Her family has grown too. "I met my partner, and we have a 2 1/2-year-old little redhead and now expecting our second child," she says.
Dana says she can't remember the last time she spoke with Mohammed. "It's been quite a while since I've heard from him," she says.
But she thinks about him a lot, especially during the cyclical outbreaks of violence.
"We talk about him a lot in my family. He had a very special relationship with my father who's actually more conservative. So they would have these very long political conversations on the phone that would get pretty heated at times," she says. "You know, he was a part of my life."
Mohammed didn't want to speak directly to Dana.

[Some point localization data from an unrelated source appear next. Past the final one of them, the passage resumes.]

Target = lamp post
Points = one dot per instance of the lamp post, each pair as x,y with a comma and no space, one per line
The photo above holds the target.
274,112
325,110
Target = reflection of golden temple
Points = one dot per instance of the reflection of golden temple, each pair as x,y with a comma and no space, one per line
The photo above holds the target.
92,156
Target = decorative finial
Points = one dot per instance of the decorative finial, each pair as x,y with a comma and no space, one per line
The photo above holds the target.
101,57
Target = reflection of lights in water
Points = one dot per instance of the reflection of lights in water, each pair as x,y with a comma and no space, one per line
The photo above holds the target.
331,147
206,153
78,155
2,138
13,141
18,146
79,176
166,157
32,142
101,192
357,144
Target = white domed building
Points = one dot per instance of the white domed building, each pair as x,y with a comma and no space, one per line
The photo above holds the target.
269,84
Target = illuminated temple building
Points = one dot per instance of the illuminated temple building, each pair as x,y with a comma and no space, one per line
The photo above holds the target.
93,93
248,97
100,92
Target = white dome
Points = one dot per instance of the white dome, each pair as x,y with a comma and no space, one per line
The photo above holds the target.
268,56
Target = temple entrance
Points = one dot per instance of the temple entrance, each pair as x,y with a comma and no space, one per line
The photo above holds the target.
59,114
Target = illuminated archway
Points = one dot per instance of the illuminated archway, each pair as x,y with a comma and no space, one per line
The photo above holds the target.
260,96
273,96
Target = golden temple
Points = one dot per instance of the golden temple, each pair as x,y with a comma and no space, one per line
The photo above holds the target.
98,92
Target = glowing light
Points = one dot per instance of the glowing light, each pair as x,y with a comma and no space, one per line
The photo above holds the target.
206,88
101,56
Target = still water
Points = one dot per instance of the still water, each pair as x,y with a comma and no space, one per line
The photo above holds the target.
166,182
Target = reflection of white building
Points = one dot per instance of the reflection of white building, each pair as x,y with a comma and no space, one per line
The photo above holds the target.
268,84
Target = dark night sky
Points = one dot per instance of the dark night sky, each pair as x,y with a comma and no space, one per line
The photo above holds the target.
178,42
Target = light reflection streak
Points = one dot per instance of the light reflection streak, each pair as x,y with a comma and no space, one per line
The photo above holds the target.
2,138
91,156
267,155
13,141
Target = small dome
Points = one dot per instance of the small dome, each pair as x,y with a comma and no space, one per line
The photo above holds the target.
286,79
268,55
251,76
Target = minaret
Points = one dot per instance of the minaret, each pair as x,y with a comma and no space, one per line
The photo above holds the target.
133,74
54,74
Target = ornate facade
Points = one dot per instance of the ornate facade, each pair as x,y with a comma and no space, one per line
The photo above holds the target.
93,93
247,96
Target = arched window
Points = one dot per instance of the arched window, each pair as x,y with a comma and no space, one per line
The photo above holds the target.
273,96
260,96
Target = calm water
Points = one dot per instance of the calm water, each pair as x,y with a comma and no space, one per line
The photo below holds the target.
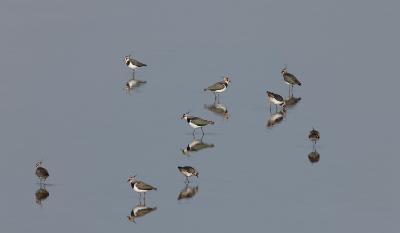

On a scratchy phone line in the Gazan city of Khan Younis, he says he no longer believes that people who are enemies can be just friends.
"I can totally understand him," Dana says. "I think for him it was even more difficult because Palestinians are living in these territories with no electricity and no water. Obviously people are suffering, they're living hand-to-mouth. He is suffering more than I am for sure."
She adds, "It's difficult for him to see me as the Dana that he remembers when we were just 14, and not see me as an Israeli who is causing all this pain to him and his family."
With their communication cut off, Dana has a message for Mohammed. "I just wish him well and I hope his family is doing well and his parents. And his kids — I don't know how many kids he has now! I hope he's doing well, and just to say safe."
Mohammed, meanwhile, now has four sons. He's still an English teacher and, despite his dreams of studying abroad, he's not been able to leave the Gaza Strip because of travel restrictions for Palestinians.
He describes life in Gaza today as a catastrophe.
"People here die for nothing. The army and the soldiers kill people daily down here and they oppose the restrictions on Gaza. They are dying of hunger."
He says whatever his history is with Dana, he can't speak to her anymore. "I must respect my peoples' suffering and be with their feelings."
Since we last spoke with him, there have been multiple deadly confrontations between the Hamas-ruled Gaza Strip and Israel. Mohammed's children have grown up in the shadow of these wars and have suffered as a result.
He says a dermatologist told him contaminated water sources are causing new skin diseases to develop in Gaza region. He's also consulted psychologists about his sons' trauma.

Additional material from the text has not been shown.